For state vessels, this suggests a policy distinction:
• In peacetime, maximize safety and compliance.
• In a crisis, define clear rules for AIS posture, including how to prevent friendly navigation hazards when AIS is reduced.
• Invest in internal tooling that flags spoofing clouds, implausible jumps, and VDL congestion artifacts, because attackers can also degrade the AIS channel itself. (Androjna et al. 2021)

4. Use deception sparingly, because deception becomes a signature, too

AIS spoofing and “virtual targets” can confuse short-term tracking, but large-scale manipulation can create detectable artifacts, especially when SAR and RF disagree. Over time, heavy deception can train analysts to treat your behavior as systematically untrustworthy, which is sometimes worse than being merely observed.

The best deception is usually small, local, and plausibly deniable. The worst deception is loud enough to become a dataset.

5. Do not over-classify internal fusion outputs

The most damaging form of overclassification is when your own analysts cannot share baselines, anomaly rules, and lessons learned across commands. Meanwhile, the commercial layer keeps getting better.

A practical governance move is to maintain an internally releasable “OSINT truth layer”: what commercial sources can show, how reliable they are, and the common pitfalls. This lets operators plan realistically without leaking mission-specific details.

6. Build resilience to “dark ship” logic, because adversaries will use it too

The same tools that help you map an OOB also help adversaries run illicit logistics, gray-zone fishing, or covert staging. The research on dark ship detection emphasizes that AIS shutdowns and spoofing create blind spots, and that multi-sensor methods are designed precisely to address them. (Li et al. 2025)

That is not just a maritime law enforcement problem. It is an OOB stability problem.



Bottom line

Commercial SAR, AIS, and RF mapping have pushed naval visibility into a new era: not perfect transparency, but enough persistent observation to make “pattern security” a real operational discipline. States that respond by overclassifying will mostly hurt themselves. States that respond by engineering selective denial, emission discipline, and smarter internal sharing will blunt OSINT inference while staying operationally agile.



Main takeaway

Open source OOB is now an inference game powered by mismatch detection. Counter it by denying inference and protecting intent, not by trying to classify the ocean.

Sources

Androjna, Andrej, Marko Perkovič, Ivica Pavić, and Jakša Mišković. 2021. “AIS Data Vulnerability Indicated by a Spoofing Case Study.”
Applied Sciences 11 (11): 5015. https://doi.org/10.3390/app11115015.

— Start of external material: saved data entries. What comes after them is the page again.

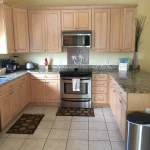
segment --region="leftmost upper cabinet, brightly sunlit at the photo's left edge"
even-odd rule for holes
[[[0,54],[14,52],[12,9],[0,4]]]

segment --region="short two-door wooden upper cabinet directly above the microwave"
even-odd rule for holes
[[[62,30],[91,30],[91,9],[62,10]]]

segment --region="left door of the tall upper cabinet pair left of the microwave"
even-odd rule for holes
[[[30,51],[46,51],[45,45],[45,12],[29,11]]]

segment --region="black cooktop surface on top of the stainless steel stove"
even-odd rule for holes
[[[89,69],[66,69],[60,71],[60,77],[92,77],[92,70]]]

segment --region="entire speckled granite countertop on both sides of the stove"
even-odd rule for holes
[[[41,74],[57,74],[62,69],[49,69],[48,72],[45,72],[44,70],[31,70],[31,71],[18,71],[15,73],[10,73],[6,75],[0,75],[1,77],[6,77],[8,80],[5,82],[0,81],[0,85],[3,85],[11,80],[14,80],[24,74],[31,73],[41,73]],[[127,93],[150,93],[150,74],[143,72],[143,71],[128,71],[127,73],[124,72],[118,72],[117,70],[109,70],[109,69],[99,69],[95,68],[92,70],[92,73],[103,73],[103,74],[110,74],[121,86],[121,88],[126,91]]]

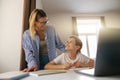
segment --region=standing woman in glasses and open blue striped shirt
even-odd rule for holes
[[[32,11],[29,18],[29,30],[23,34],[23,49],[28,68],[24,72],[43,69],[44,65],[56,56],[56,48],[65,52],[64,45],[52,26],[48,22],[46,13],[41,9]]]

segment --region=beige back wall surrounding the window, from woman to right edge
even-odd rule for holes
[[[100,14],[49,13],[48,17],[50,24],[54,25],[63,42],[65,42],[67,38],[73,33],[73,16],[105,16],[106,27],[120,28],[120,13],[118,12],[107,12]]]

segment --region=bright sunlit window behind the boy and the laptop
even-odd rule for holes
[[[83,42],[82,54],[90,58],[96,57],[97,33],[102,26],[102,18],[76,18],[77,34]]]

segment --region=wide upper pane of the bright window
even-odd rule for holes
[[[77,20],[78,33],[82,33],[82,34],[97,33],[100,27],[101,25],[99,19]]]

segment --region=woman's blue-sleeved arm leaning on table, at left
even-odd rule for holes
[[[27,61],[27,69],[33,69],[33,67],[38,67],[36,63],[36,59],[34,57],[34,51],[32,48],[31,40],[30,40],[30,35],[28,30],[24,32],[23,34],[23,40],[22,40],[22,47],[25,51],[25,58]]]

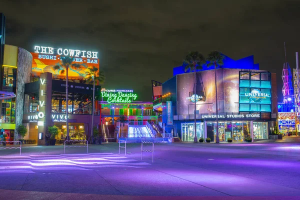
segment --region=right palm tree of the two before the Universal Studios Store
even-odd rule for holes
[[[215,114],[216,114],[216,130],[215,130],[215,143],[219,143],[219,136],[218,136],[218,116],[217,116],[217,88],[216,88],[216,67],[223,65],[223,60],[225,56],[219,51],[212,51],[207,55],[207,61],[209,63],[207,66],[214,65],[214,87],[215,87]]]

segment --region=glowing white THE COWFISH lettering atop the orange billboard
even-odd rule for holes
[[[95,51],[86,51],[86,50],[75,50],[68,48],[57,48],[54,50],[53,47],[48,46],[34,46],[35,53],[43,53],[43,54],[52,54],[52,55],[64,55],[64,56],[74,56],[81,58],[98,58],[98,52]]]

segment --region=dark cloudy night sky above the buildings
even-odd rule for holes
[[[85,3],[84,3],[85,2]],[[99,52],[107,89],[130,88],[151,100],[151,79],[164,82],[185,55],[219,50],[254,55],[260,69],[295,67],[300,51],[300,0],[0,0],[6,44]]]

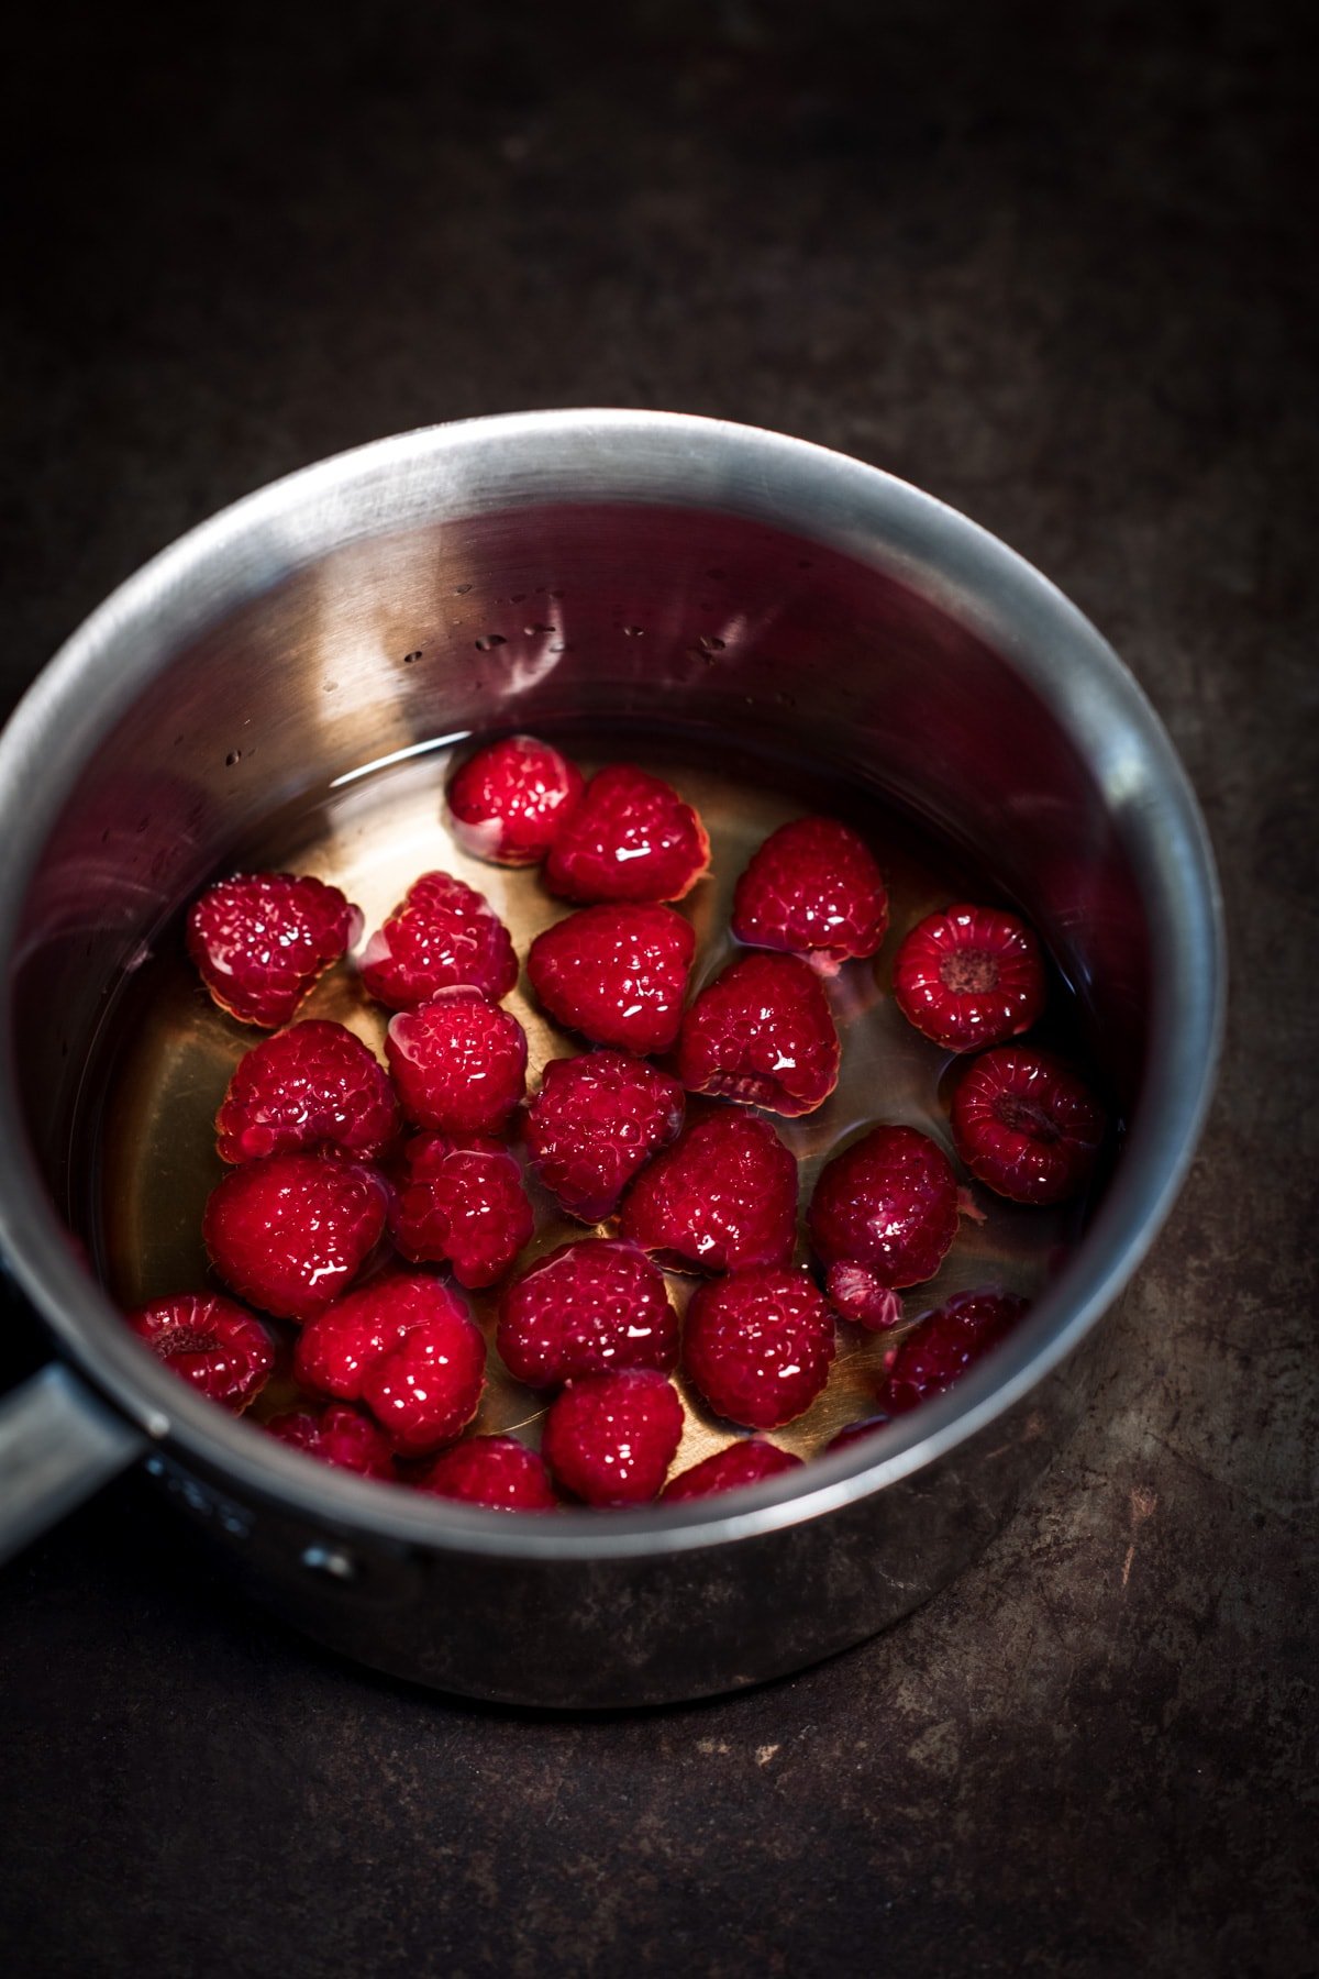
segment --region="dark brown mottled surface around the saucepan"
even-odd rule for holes
[[[69,1520],[0,1581],[18,1969],[1313,1971],[1289,10],[223,18],[51,16],[18,65],[10,699],[178,530],[376,433],[556,404],[777,425],[965,509],[1109,633],[1204,801],[1236,993],[1119,1409],[833,1664],[655,1716],[483,1712],[267,1625],[132,1484]],[[16,1322],[10,1373],[34,1352]]]

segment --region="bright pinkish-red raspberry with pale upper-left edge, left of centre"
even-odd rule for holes
[[[526,1092],[526,1031],[481,990],[441,990],[399,1011],[386,1059],[415,1126],[498,1134]]]

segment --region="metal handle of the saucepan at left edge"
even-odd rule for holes
[[[0,1565],[140,1457],[146,1437],[63,1362],[0,1399]]]

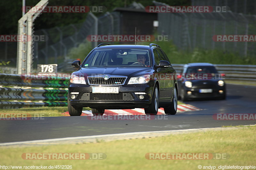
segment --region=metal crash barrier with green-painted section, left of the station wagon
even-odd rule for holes
[[[66,106],[68,78],[0,73],[0,108]]]

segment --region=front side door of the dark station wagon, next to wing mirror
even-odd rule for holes
[[[159,65],[159,62],[161,59],[160,59],[159,54],[156,51],[156,48],[153,49],[153,54],[154,54],[155,64],[157,66],[157,65]],[[165,71],[166,71],[166,68],[157,68],[156,73],[155,73],[155,77],[159,81],[159,100],[165,100],[168,98],[168,94],[166,94],[165,85],[164,85]]]

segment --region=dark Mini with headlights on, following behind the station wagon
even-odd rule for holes
[[[185,64],[178,77],[179,98],[182,101],[196,98],[226,99],[225,74],[219,74],[210,63]]]

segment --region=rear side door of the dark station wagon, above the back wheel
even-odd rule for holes
[[[157,52],[160,56],[161,60],[169,61],[168,57],[164,53],[162,49],[157,49]],[[170,63],[171,64],[171,63]],[[174,69],[172,66],[166,67],[164,70],[165,78],[164,78],[164,91],[166,91],[165,95],[168,99],[172,97],[172,91],[173,91],[173,86],[174,86],[174,79],[173,79],[173,74],[174,74]]]

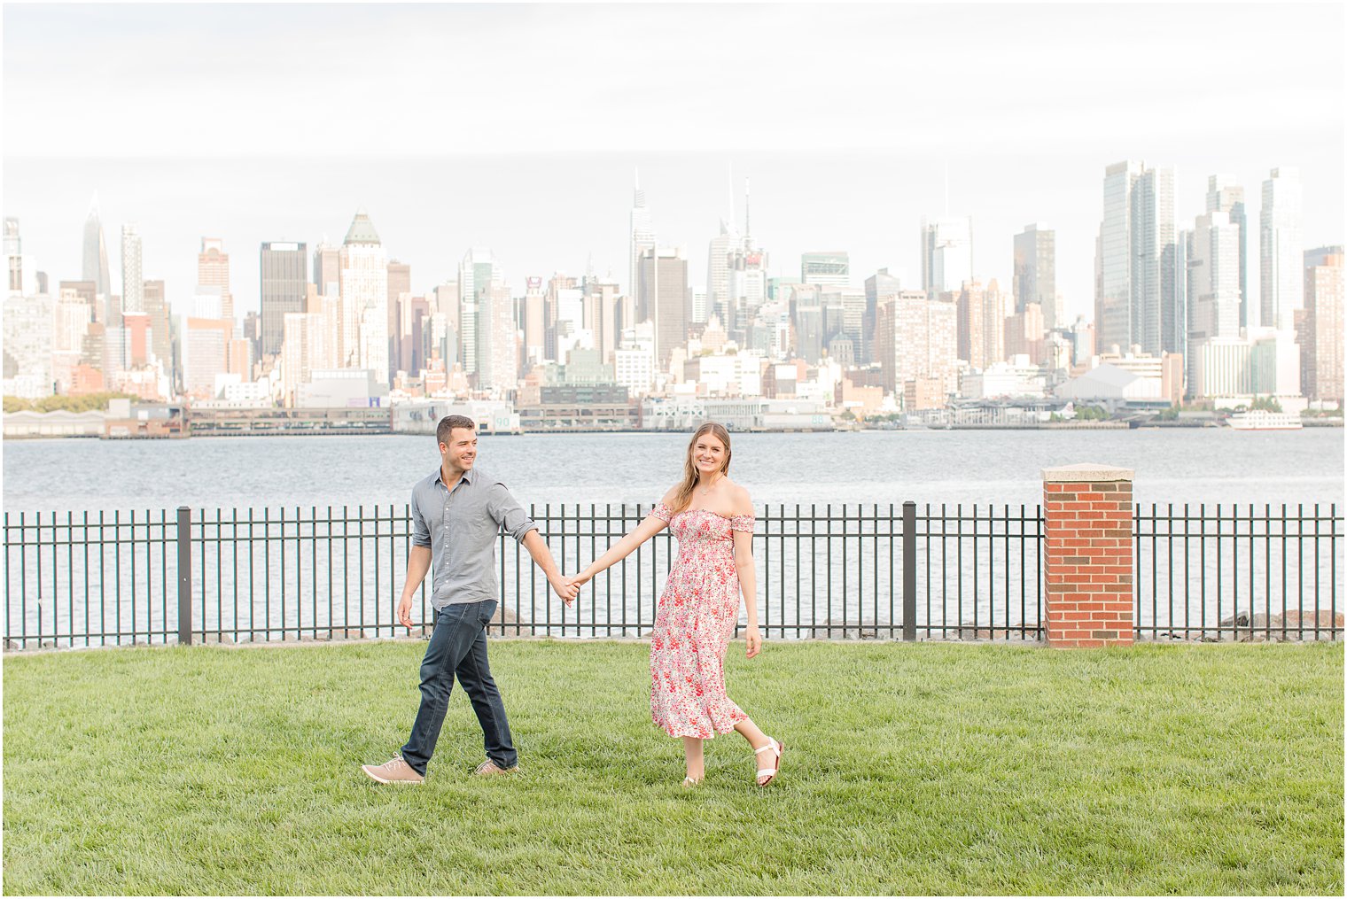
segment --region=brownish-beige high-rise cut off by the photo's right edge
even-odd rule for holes
[[[1343,248],[1305,253],[1305,310],[1297,330],[1300,386],[1311,400],[1343,401]]]

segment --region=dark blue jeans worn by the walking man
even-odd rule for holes
[[[453,603],[435,615],[426,658],[422,659],[422,703],[403,758],[416,774],[426,777],[426,764],[435,754],[435,740],[445,724],[454,677],[463,685],[485,736],[486,758],[498,767],[512,768],[519,754],[511,744],[509,723],[501,693],[486,663],[486,624],[496,612],[496,600]]]

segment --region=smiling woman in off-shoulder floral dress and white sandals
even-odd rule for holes
[[[738,731],[757,758],[757,785],[766,786],[785,747],[749,720],[725,694],[725,649],[748,604],[748,657],[762,649],[753,568],[753,502],[730,480],[730,435],[715,423],[696,429],[687,445],[683,480],[651,514],[577,577],[578,584],[626,556],[665,525],[679,541],[651,633],[651,716],[669,736],[683,738],[687,777],[706,774],[702,742]]]

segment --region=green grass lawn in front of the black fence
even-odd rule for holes
[[[497,641],[521,774],[424,643],[4,658],[7,894],[1342,894],[1342,645],[731,645],[691,791],[640,643]]]

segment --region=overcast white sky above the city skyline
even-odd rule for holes
[[[79,276],[97,191],[113,280],[191,295],[222,237],[241,310],[261,241],[339,240],[365,206],[412,285],[470,245],[525,275],[626,280],[640,166],[660,242],[695,284],[753,184],[773,273],[851,253],[920,280],[919,227],[974,219],[1009,280],[1026,222],[1057,229],[1057,284],[1091,314],[1103,168],[1206,179],[1299,166],[1307,246],[1344,240],[1344,15],[1328,4],[4,5],[4,214],[53,283]],[[742,196],[735,196],[742,221]],[[1250,284],[1257,284],[1257,269]]]

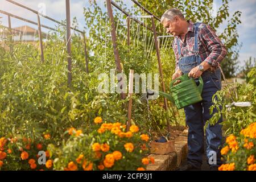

Chen, Lihang, Zhuhua Hu, Junfei Chen, and Yifeng Sun. 2025. “SVIADF: Small Vessel Identification and Anomaly Detection Based on Wide Area Remote Sensing Imagery and AIS Data Fusion.”
Remote Sensing 17 (5): 868. https://doi.org/10.3390/rs17050868.

Li, Fan, Kun Yu, Chao Yuan, Yichen Tian, Guang Yang, Kai Yin, and Youguang Li. 2025. “Dark Ship Detection via Optical and SAR Collaboration: An Improved Multi-Feature Association Method Between Remote Sensing Images and AIS Data.”
Remote Sensing 17 (13): 2201. https://doi.org/10.3390/rs17132201.

Yan, Zhenguo, Xin Song, Lei Yang, and Yitao Wang. 2022. “Ship Classification in Synthetic Aperture Radar Images Based on Multiple Classifiers Ensemble Learning and Automatic Identification System Data Transfer Learning.”
Remote Sensing 14 (21): 5288. https://doi.org/10.3390/rs14215288.

Rodger, M., and R. Guida. 2019. “Data Association Techniques for Near Contemporaneous SAR and AIS Datasets from NovaSAR 1.” In
IGARSS 2019: IEEE International Geoscience and Remote Sensing Symposium, 700 to 703.